College is more expensive than ever. College tuition and fees have risen by 5.2% per year under Obama, making the cost of higher education another huge middle-class expense that’s growing faster than wages. That’s not really Obama’s fault, since the government doesn’t control what colleges charge. Obama is keenly aware of the problem and has tried to address it, by signing legislation boosting federal aid for students and taking other steps that might someday help lower the cost of getting a degree. Yet the amount of student debt outstanding has soared by 58% under Obama, to a staggering $1.3 trillion, according to the latest Federal Reserve numbers. Middle-class families are mortgaging their future to pay for college, with the outcome uncertain, at best.
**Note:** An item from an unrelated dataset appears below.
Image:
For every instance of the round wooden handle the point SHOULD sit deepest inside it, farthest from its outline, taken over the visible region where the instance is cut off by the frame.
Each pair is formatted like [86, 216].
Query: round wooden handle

Obama’s stimulus spending didn’t trickle down far enough, or fast enough. Obama has basically admitted he overpromised on the $840 billion stimulus bill that was the first big piece of legislation he signed in 2009. Jobs returned far more slowly than Obama and many economists predicted, and when they did, many paid less than the jobs lost during the 2007-09 recession. There was -- and is -- no silver-bullet solution to economic problems that formed long before Obama took office, and would have bedeviled any president, Republican or Democrat. But Obama clearly thought the 2009 stimulus plan would get the job done, which is why he turned to health care and other matters after it passed. Mission unaccomplished, as another top Democrat, Sen. Chuck Schumer, admitted late last year.
Other Obama priorities, such as more muscular consumer protection, federal support for high-tech manufacturing and the Dodd-Frank financial reforms, may ultimately help the middle class too, but for now these initiatives are essentially invisible to ordinary Americans. If they truly work, the best evidence may be an absence of problems down the road, something that’s mighty tough to claim credit for.
Obama is likely to get a natural lift during the last two years of his presidency, as the unemployment rate--which was 7.8% when he took office in 2009--declines further from its current 5.6% level. Wage gains ought to kick in and middle-class living standards should finally begin to recover. But he may still leave the middle class struggling, and it may be Obama’s successor who ultimately gets credit for the widespread return of prosperity—if it actually happens.